Recommendation: Should be owned in all but the shallowest of mixed leagues.
J.P. Howell| Tampa Bay| SP/RP| 2 percent Yahoo! ownership
Oliver ROS: 3.91 ERA, 1.28 WHIP, 8.8 K/9, 3.4 BB/9
Questions surround J.P. Howell, who missed all of the 2010 season after having surgery to repair a torn labrum in his shoulder, but reports of his work in extended spring training games are positive.
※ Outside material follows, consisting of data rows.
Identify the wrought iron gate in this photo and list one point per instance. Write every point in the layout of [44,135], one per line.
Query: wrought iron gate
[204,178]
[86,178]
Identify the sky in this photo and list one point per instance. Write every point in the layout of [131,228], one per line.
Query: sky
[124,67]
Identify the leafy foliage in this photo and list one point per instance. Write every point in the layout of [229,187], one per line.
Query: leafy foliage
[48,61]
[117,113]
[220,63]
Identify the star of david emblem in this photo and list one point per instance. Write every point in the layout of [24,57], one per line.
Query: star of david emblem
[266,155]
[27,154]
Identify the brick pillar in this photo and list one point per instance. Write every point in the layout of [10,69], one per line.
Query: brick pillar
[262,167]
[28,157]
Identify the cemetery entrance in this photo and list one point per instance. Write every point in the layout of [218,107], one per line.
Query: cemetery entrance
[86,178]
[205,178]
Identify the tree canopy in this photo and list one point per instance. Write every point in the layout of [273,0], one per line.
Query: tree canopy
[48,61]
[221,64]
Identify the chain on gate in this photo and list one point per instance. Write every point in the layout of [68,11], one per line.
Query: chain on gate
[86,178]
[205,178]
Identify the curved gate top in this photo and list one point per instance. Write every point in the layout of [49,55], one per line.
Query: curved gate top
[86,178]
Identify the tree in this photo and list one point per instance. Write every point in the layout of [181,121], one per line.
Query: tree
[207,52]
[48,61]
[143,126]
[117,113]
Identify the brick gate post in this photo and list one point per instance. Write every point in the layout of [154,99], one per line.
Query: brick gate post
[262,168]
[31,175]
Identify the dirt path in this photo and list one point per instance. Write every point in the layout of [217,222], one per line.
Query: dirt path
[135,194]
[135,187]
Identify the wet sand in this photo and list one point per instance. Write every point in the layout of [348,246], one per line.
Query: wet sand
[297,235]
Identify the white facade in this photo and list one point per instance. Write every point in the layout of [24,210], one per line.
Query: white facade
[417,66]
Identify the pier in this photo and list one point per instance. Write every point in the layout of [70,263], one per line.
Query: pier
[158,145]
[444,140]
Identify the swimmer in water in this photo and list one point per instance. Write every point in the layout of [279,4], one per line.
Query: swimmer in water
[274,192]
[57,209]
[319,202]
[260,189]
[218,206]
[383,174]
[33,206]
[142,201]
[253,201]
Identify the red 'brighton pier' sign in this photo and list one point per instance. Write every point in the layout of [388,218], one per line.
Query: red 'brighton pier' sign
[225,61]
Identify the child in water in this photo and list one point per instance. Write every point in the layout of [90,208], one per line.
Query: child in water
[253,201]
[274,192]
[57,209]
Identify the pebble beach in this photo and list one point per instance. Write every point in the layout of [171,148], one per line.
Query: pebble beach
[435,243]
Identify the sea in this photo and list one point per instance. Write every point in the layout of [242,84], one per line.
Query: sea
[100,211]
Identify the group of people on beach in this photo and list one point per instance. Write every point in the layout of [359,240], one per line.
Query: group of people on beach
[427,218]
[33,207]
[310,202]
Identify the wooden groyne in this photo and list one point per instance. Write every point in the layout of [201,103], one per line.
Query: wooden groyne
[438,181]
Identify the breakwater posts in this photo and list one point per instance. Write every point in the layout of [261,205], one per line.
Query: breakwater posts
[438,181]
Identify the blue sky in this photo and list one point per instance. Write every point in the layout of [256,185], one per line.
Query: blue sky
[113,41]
Howell has excelled since the Rays decided to shift him to the bullpen, racking up lots of strikeouts in spite of an underwhelming fastball that sits in the mid-80s. Kyle Farnsworth has pitched well in the closer role for the Rays thus far, so Howell’s opportunity to pick up saves may come exclusively in a vulture capacity when the team would be better off trotting out a southpaw in place of their regular ninth inning man. Those in leagues that count holds should consider stashing him on the disabled list now. Perhaps the greatest appeal behind Howell is Yahoo’s inexplicable decision to award him starting pitching eligibility.
Recommendation: Should be monitored in large mixed leagues and AL-only formats.